Monday, Apr. 01, 1985

His Master's (Digital) Voice

By Philip Elmer-DeWitt

When Phyllis Weber learned earlier this year that a two-year-old child had died of brain disease in a San Francisco hospital, she immediately dialed a 24-hour alert number in Pittsburgh. The child's liver was still in good condition but would quickly deteriorate, and Weber, who is director of the Northern California Transplant Bank, had only a few hours to find someone who could use it. The voice she reached at the headquarters of the National Association of Transplant Coor- dinators (NATCO) wasted no time getting to the particulars:

"Age of donor?" it asked.

"Two years," Weber replied.

"What is the baby's weight?"

"Nineteen pounds."

"What was the blood type?"

"A-positive."

"Do you want the entire country searched for need?"

"Yes."

After a few moments, the good news came over the line: "The University of Minnesota has a possible recipient. Please dial the following number . . ."

Because of that short telephone conversation, Weber was able to locate a child in Minnesota who needed a liver-transplant operation.
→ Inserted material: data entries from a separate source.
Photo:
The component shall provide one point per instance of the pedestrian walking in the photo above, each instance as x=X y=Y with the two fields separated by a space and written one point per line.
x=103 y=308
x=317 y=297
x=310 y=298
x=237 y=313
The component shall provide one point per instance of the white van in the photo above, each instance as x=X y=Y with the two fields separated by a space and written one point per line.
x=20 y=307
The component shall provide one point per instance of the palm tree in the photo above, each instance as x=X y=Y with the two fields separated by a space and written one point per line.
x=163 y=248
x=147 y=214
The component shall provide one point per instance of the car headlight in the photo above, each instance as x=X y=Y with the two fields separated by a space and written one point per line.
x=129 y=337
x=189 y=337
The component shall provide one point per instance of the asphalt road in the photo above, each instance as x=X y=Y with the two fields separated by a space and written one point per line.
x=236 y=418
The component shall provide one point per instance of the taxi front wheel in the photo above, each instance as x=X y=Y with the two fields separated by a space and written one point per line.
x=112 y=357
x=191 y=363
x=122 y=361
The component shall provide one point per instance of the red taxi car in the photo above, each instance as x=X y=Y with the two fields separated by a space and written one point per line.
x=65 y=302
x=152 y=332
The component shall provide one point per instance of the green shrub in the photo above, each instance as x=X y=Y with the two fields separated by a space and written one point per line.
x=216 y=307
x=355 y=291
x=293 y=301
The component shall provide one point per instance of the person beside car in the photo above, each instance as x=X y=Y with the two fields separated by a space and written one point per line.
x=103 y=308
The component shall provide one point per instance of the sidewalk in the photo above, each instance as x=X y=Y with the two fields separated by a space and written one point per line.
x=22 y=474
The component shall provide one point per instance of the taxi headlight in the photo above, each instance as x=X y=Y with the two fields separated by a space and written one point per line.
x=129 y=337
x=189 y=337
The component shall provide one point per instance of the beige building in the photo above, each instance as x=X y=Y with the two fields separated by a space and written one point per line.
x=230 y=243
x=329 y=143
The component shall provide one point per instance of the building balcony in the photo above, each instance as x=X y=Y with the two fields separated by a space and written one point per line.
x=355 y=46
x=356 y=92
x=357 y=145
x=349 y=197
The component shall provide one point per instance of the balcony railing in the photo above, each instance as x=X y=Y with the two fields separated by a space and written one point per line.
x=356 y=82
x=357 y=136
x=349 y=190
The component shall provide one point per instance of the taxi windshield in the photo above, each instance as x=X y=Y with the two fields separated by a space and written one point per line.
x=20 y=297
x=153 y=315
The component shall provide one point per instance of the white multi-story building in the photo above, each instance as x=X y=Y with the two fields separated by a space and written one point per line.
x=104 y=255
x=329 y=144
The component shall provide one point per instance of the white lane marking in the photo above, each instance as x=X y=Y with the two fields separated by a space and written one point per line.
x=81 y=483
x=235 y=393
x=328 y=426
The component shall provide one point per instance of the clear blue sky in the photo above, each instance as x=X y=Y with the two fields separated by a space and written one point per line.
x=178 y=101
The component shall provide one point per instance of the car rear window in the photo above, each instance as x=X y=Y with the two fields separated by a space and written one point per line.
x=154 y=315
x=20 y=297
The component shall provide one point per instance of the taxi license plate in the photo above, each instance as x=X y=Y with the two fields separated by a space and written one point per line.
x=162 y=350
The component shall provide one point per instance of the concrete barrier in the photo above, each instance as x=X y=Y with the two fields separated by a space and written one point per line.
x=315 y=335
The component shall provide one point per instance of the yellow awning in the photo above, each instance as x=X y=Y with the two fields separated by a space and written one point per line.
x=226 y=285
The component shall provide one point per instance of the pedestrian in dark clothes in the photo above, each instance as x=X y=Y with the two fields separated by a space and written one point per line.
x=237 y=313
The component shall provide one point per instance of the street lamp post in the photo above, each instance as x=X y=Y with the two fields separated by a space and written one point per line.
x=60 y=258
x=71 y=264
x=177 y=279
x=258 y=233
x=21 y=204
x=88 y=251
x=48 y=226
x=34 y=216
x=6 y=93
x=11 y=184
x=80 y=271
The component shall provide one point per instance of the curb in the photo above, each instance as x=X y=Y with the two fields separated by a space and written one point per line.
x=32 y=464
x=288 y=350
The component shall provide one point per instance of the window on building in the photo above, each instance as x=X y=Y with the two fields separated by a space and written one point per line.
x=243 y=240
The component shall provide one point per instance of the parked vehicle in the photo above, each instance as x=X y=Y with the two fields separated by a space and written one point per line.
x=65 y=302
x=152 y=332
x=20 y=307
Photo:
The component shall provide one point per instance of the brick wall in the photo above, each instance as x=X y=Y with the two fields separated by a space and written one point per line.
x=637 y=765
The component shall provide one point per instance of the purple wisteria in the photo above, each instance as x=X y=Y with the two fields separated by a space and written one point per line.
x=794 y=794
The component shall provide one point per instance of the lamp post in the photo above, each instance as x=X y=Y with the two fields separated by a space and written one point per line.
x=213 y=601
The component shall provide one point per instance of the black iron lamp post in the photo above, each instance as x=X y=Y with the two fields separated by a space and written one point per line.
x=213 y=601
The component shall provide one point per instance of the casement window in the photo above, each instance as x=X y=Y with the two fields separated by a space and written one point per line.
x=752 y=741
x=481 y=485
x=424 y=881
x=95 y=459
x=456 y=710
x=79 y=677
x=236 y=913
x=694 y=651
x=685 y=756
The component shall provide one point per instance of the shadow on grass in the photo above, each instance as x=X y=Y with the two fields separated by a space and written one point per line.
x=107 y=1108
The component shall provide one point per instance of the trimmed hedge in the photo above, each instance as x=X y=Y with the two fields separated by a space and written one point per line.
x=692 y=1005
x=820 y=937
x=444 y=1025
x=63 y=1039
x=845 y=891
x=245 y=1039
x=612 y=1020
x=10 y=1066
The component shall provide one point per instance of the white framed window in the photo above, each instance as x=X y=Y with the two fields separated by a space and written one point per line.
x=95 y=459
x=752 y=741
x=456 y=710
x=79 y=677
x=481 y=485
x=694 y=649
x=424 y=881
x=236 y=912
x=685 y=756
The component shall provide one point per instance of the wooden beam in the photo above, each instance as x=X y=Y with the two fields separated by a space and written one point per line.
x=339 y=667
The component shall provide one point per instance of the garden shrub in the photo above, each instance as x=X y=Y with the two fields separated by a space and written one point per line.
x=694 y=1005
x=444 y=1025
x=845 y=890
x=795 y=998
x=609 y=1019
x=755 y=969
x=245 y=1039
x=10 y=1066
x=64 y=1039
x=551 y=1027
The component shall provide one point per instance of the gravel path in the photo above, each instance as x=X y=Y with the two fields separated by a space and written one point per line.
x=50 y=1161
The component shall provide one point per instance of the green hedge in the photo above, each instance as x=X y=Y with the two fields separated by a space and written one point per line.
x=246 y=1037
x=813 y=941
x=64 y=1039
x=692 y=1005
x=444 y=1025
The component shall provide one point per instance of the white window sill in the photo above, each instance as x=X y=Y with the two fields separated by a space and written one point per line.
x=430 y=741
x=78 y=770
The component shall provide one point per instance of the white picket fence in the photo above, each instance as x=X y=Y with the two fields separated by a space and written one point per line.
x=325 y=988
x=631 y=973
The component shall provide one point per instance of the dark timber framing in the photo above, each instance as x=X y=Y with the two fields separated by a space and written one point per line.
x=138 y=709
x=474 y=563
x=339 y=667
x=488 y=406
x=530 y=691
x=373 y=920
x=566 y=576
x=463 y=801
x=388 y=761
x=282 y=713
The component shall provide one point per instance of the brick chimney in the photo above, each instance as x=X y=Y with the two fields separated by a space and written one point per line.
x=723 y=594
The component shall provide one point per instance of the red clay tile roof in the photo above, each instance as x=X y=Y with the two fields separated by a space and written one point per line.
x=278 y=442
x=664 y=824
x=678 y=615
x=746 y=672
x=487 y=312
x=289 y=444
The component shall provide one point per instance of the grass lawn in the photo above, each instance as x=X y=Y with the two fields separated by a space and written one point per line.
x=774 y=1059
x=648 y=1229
Even more remarkable, however, is the fact that the operator who took Weber's call was a machine. In fact, the NATCO alert line is run entirely by a computer that can both talk and listen.

Automatic speech recognition, the technology that enables computers to respond to spoken commands, is old hat to fictional electronic brains like HAL in 2001: A Space Odyssey, but still a primitive art in the real world. Computers are not yet discerning enough to cope with the ambiguities of spoken language or with a wide range of accents and tonal qualities. Making sense out of human discourse, says Dataquest Analyst Kenneth Lim, "is quite possibly the most difficult thing for a computer to do, other than actually thinking."

But computers, and their designers, are rising to the challenge. Hundreds of office and factory workers are already using simple voice-control computer systems to do everything from dialing telephones to controlling assembly lines. At Chicago's O'Hare Airport, for example, United Airlines baggage handlers call out the names of airports as they toss suitcases on a computer- driven conveyor belt. A voice-recognition system, responding to their commands, dumps each piece of luggage into a tray marked for the appropriate airport and sends it rolling toward its destination.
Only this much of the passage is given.